Staffers Issue Ultimatum Amid Rising Violence at Santa Rosa Schools

On the same day that Santa Rosa City Schools Superintendent Anna Trunnell was set to meet with school staff about rising on-campus violence, a student was reportedly witnessed with a handgun at Montgomery High, forcing the meeting to be rescheduled. 

It’s a perfect encapsulation of the problems that have plauged the district in recent months. On March 1, a student was fatally stabbed at Montgomery. On May 4, a brawl involving up to 150 or more Slater Middle School students erupted. A teacher and an administrator were both thrown to the ground. 

After that incident, a team of staffers who volunteer to supervise student break times at Slater announced they would no longer do so until the district provides more support. 

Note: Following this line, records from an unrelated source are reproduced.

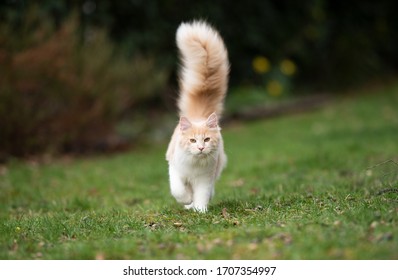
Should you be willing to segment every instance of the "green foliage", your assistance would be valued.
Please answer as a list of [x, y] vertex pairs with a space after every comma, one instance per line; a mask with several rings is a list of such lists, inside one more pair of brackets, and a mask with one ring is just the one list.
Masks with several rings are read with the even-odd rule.
[[166, 143], [0, 166], [0, 259], [397, 259], [398, 170], [369, 169], [398, 161], [397, 92], [224, 127], [207, 214], [169, 194]]
[[156, 95], [165, 74], [152, 59], [128, 59], [101, 29], [79, 34], [29, 10], [0, 25], [0, 157], [95, 149], [126, 109]]

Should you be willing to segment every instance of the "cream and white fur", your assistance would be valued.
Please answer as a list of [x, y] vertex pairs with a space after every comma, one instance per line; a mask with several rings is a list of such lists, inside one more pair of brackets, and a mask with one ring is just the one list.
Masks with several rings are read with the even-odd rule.
[[203, 21], [182, 23], [180, 121], [166, 159], [170, 190], [187, 209], [206, 212], [215, 181], [226, 165], [219, 118], [228, 86], [228, 53], [219, 33]]

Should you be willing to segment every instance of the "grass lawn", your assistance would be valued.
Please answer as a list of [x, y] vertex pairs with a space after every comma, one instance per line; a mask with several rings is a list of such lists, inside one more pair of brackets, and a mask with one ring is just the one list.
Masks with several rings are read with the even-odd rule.
[[[169, 194], [167, 143], [0, 167], [0, 259], [398, 259], [398, 86], [223, 130], [207, 214]], [[170, 132], [171, 133], [171, 132]]]

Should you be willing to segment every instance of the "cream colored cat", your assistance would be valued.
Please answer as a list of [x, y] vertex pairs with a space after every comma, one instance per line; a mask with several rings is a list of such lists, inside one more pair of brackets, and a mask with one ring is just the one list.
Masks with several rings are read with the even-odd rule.
[[218, 120], [228, 86], [228, 53], [218, 32], [203, 21], [182, 23], [176, 39], [182, 61], [180, 121], [166, 153], [170, 190], [185, 208], [206, 212], [227, 161]]

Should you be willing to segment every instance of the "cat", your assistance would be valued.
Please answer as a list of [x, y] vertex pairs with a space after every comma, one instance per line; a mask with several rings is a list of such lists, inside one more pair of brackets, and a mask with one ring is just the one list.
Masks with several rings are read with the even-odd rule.
[[227, 162], [219, 118], [230, 65], [223, 39], [204, 21], [182, 23], [176, 41], [180, 120], [166, 152], [170, 190], [186, 209], [204, 213]]

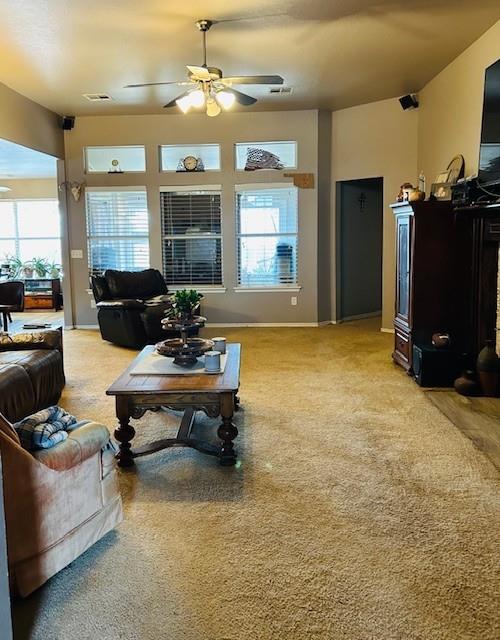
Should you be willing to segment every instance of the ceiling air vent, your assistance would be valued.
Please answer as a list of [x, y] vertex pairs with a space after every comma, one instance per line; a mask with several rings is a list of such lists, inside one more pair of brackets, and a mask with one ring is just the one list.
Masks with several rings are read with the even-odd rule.
[[272, 87], [269, 93], [292, 93], [292, 87]]
[[107, 93], [84, 93], [84, 98], [90, 100], [90, 102], [104, 102], [105, 100], [112, 100], [111, 96], [108, 96]]

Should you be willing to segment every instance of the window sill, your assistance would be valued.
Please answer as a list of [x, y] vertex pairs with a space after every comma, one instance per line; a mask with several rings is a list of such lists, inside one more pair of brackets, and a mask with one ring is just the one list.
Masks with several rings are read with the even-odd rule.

“We are doing our part to keep our school safe, but now we are not safe,” the group said in a letter to Slater Principal Mitch Tucker.

“I don’t feel like I should put myself out there to possibly be hurt. We need other resources. We need other campus supervisors.”

Attention has turned to the district’s ten-year-old restorative justice policy, which emphasizes reconciliation over discipline. Superintendent Trunnell has also faced criticism for the district’s disciplinary policies and the level of support provided to teachers and staff.  

“It’s 15-20 (students) in a school of 700 kids, holding us hostage,” teacher Meaghan King told the Press Democrat.  

While the district insists it is listening to staff concerns and working to improve safety, people like King say they need additional support immediately – before another student or staffer gets seriously hurt.